Sometimes the data is so obvious that not a lot of explanation is necessary. If you are a business leader or a talent management professional and want to understand the most current issues and trends impacting performance, stop what you're doing right now and go read the most recent Harvard Business Review article about what high performers want at work. (Then come back and finish reading this blog for some additional insight on the topic!)
The data that Karie Willyerd and her colleagues at SAP gathered is, in my opinion, game-changing and extremely powerful. We all know that the current and future success of business is in the hands of today's high performers; we need to know what is going to keep them engaged, motivated, and most importantly, performing at our organizations and not someone else's.
Consider the following data points garnered from the article:
- High performers can be 400% more productive than average performers
- About 60% of high performers believe they will leave their jobs within the next six months
- About 62% of high performers are not satisfied with their jobs
Whether you are a business line manager, an HR professional, an executive, or a supplier of talent development solutions, these facts should be terrifying. Basically, most of the high performers in the global workforce are unhappy and ready to leave their jobs. The loss of this talent could be devastating as the functional expertise that accomplishes the daily execution of strategy walk out of the door hand-in-hand with the innovation, customer relationships, and culture that should be driving the future of the business.

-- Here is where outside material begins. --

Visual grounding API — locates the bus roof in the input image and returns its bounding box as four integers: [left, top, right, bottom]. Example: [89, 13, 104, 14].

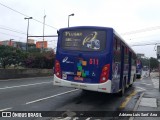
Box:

The good news coming from this article and the data is that there are things that can be done to prevent high performers from leaving. In order of importance, they are:
- Competitive compensation
- Bonuses for performance
- Retirement plans
- Supplemental training
Supplemental training? How awesome!
Enhanced compensation, bonuses, and retirement plans are all financially driven and important considerations, but training can be a clear differentiator for organizations that invest in it.
Over the past few years, I have had the privilege of working with high performers and high performing teams in many different industries including chemicals, technology, and financial services. Based on my own observations, I can understand this data presented in this article and agree with it 100%. What I've noticed, and what I find very interesting, is that the type of "supplemental training" that can be provided to keep high performers happy is one of the most important decisions any company can make. The mistake many organizations make is thinking about training as a "checkbox" on a task list and assuming that a high performer is going to stay and be engaged. I actually hypothesize that bad or irrelevant training is worse than no training at all, and can actually accelerate the timeline of high performers moving on to other jobs.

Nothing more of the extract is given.